As you can see the algorithm slowly adds more and more features to the weight vector and, as a result, slowly improves the accuracy.

The reported accuracy is simply the cumulative total number of errors divided by the number of steps. This is a fairly pessimistic take on how the later models are performing. In the last 100 examples the models made a combined total of only 19 mistakes so the final model accuracy is probably closer to 20% than 35%.

My biggest issue with my implementation of online learning in Clojure is that it is too slow. The 2,000 example test described above took about 40 seconds to complete.

These algorithms are meant to be ridiculously fast. Léon Bottou reports training times for his C++ stochastic gradient descent algorithm on the *full* 780k example RCV1 data set of *1.4 seconds*!

Granted I was timing both the parsing and training of the data but on the other hand I’m using less than 0.3% of the data. Indeed, a quick test shows that just parsing the 2,000 examples takes less than 2 seconds so just training on the 2,000 examples takes 35 seconds or more.

Firing up the JVisualVM to see where my code is spending most of its time reveals that a lot of time is spent getting variable values and looking up values in maps.

The performance culprit then is very likely my hastily thrown together sparse vector “library” built from hash maps. Although hash maps are fast there is still a lot of overhead in packing float and integer values in and out of Java Objects and I suspect this is where most of the time is wasted.
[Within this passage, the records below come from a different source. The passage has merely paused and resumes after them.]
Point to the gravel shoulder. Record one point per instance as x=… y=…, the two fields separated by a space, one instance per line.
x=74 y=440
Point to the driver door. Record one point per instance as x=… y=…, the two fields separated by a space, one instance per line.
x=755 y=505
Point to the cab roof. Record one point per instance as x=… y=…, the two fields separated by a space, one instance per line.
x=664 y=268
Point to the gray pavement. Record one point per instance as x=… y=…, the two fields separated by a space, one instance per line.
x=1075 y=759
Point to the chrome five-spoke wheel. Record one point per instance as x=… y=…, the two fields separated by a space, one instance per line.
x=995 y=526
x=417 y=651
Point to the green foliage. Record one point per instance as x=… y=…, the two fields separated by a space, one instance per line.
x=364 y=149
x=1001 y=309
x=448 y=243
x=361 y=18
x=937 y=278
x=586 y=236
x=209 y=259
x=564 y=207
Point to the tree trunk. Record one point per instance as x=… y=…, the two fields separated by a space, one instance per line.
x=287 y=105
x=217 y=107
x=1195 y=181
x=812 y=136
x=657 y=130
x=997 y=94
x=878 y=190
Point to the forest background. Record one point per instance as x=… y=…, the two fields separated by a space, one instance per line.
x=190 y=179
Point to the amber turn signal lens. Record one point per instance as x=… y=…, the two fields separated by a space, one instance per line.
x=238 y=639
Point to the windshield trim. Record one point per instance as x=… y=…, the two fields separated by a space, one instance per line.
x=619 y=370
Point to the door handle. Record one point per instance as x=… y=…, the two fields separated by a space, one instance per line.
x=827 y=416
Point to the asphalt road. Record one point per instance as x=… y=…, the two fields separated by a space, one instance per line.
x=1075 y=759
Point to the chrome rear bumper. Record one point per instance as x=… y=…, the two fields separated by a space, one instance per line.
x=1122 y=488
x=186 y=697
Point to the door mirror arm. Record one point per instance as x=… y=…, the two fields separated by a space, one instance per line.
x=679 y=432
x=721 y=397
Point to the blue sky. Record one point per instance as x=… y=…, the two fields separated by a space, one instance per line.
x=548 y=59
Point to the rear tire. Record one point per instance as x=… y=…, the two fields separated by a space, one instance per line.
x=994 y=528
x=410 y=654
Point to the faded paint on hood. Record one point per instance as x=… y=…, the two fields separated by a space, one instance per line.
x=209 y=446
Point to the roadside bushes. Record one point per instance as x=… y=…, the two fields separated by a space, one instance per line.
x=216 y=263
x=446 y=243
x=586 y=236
If I have time to write a next version, I’ll make use of the sparse vector data structures in the Java Parallel Colt library.

Despite its lack of speed, I was impressed with how easy it was to implement an online algorithm in Clojure. Minus the comments, the whole thing — vector operations, reporting, data parsing and training — weighs in at less than 100 lines of code.

Given Clojure’s ability to call high-performance Java libraries such as Parallel Colt, I’m optimistic that I can keep the terseness and transparency of the code and get performance comparable to the C++ implementations. I would also like to experiment with exploiting Clojure’s concurrency features to chunk and parallelise the main training algorithm. I suspect that this will be relatively straight-forward and, with a bit of tuning I should get good performance on a multi-core machine.

There’s a good discussion of Pegasos over at the LingPipe blog.↩